There have been a number of alternative designs proposed for PDC cutting structures that were meant to provide a PDC bit capable of drilling through a variety of formation hardnesses at effective ROP's and with acceptable bit life or durability. Unfortunately, many of the bit designs aimed at minimizing vibration require that drilling be conducted with an increased weight-on-bit (WOB) as compared with bits of earlier designs. For example, some bits have been designed with cutters mounted at less aggressive backrake angles such that they require increased WOB in order to penetrate the formation material to the desired extent. Drilling with an increased or heavy WOB has serious consequences and is generally avoided if possible. Increasing the WOB is accomplished by adding additional heavy drill collars to the drill string. This additional weight increases the stress and strain on all drill string components, causes stabilizers to wear more and to work less efficiently, and increases the hydraulic pressure drop in the drill string, requiring the use of higher capacity (and typically higher cost) pumps for circulating the drilling fluid. Compounding the problem still further, the increased WOB causes the bit to wear and become dull much more quickly than would otherwise occur. In order to postpone tripping the drill string, it is common practice to add further WOB and to continue drilling with the partially worn and dull bit. The relationship between bit wear and WOB is not linear, but is an exponential one, such that upon exceeding a particular WOB for a given bit, a very small increase in WOB will cause a tremendous increase in bit wear. Thus, adding more WOB so as to drill with a partially worn bit further escalates the wear on the bit and other drill string components.

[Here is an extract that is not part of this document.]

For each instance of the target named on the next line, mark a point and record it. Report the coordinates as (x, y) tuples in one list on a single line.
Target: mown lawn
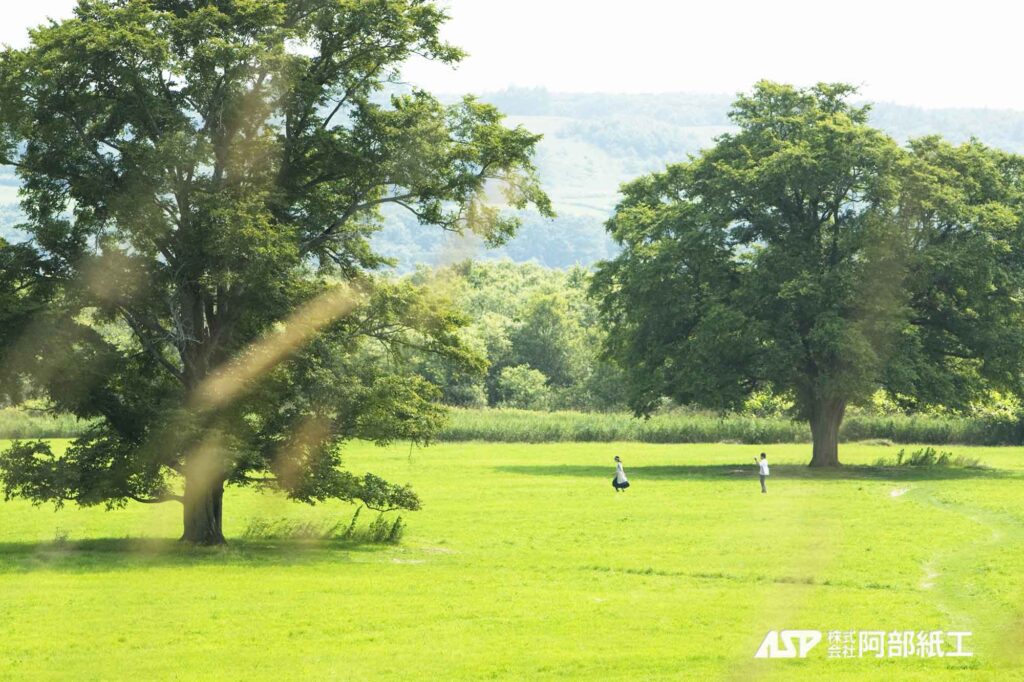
[(524, 564)]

Accordingly, there remains a need in the art for a fixed cutter bit capable of drilling effectively at economical ROP's and, ideally, to drill in formations having a hardness greater than that in which conventional PDC bits can be employed. More specifically, there is a need for a PDC bit which can drill in soft, medium, medium hard and even in some hard formations while maintaining an aggressive cutter profile so as to maintain acceptable ROP's for acceptable lengths of time and thereby lower the drilling costs presently experienced in the industry. Such a bit should also provide an increased measure of stability as wear occurs on the cutting structure of the bit so as to resist bit vibration. Ideally, the increased stability of the bit should be achieved without having to employ substantial additional WOB and suffering from the costly consequences which arise from drilling with such extra weight.